Feminism fights for women of ALL races, sexualities, economic classes, shapes, and religions. Intersectionality is essential. Fighting for women’s rights without also fighting for movements trying to end the discrimination of our sisters is problematic and divisive. Racism, homophobia, religious persecution, and all things alike will only divide us further. We must understand our sibling movements out of respect for the women by our sides who the endure discrimination those movements are trying to end.


Stop body shaming — that goes for shaming fat, skinny, or any body type. Stop shitting on girls for wearing “too much makeup,” and stop shitting on girls for not wearing any. Stop making fun of girls with big tits, stop making fun of girls with small tits (in case you forgot, we literally cannot control that). Stop saying that girls who only hang out with guys are snakes, and stop saying that girls who avoid guys are boring. Stop saying that girls who have casual sex are whores, and stop saying that girls who want to wait until marriage are prudes.
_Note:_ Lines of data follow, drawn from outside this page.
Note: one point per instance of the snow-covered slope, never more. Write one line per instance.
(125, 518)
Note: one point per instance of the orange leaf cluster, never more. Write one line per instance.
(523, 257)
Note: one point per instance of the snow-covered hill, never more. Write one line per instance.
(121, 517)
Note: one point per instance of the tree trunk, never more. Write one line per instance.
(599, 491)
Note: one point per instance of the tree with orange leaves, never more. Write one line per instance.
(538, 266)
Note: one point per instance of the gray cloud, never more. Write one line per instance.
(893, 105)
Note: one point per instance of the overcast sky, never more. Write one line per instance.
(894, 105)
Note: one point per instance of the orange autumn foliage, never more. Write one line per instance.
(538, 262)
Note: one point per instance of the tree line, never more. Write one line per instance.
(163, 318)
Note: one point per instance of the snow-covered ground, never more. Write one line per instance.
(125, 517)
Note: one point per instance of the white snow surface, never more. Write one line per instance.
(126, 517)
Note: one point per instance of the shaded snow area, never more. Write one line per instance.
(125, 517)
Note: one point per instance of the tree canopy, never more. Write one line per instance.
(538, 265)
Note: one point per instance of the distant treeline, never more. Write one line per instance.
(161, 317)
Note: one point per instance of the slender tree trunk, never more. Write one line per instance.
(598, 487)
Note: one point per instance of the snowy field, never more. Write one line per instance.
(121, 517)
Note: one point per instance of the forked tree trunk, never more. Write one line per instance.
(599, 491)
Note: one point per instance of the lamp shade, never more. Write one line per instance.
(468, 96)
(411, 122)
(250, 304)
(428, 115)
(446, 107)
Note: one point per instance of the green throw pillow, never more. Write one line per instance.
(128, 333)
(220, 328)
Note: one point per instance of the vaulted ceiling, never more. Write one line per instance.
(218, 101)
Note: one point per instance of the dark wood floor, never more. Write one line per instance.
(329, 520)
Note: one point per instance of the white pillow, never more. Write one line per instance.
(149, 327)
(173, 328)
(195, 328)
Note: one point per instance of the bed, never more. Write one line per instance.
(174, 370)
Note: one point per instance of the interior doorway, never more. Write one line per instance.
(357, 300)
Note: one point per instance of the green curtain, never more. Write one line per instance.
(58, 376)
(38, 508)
Stop saying that girls who talk loudly and often are bossy, and stop saying that girls who won’t speak are spineless. We are literally enforcing these double standards upon ourselves. In the wise words of Tina Fey’s Mean Girls character, “you all have got to stop calling each other sluts and whores. It just makes it okay for guys to call you sluts and whores.”

14. Hold yourself and each other accountable.

Because we are flawed, help each other be better. When a fellow feminist strays from true practice, help her get back on track. We are all working towards the same goal, and we have to look out for one another.

Daily feminism is just as important, if not more, than huge protesting or movements to change legislation. We must hold ourselves to the highest standard of equality and tolerance if we want anything to improve. We do, and we will.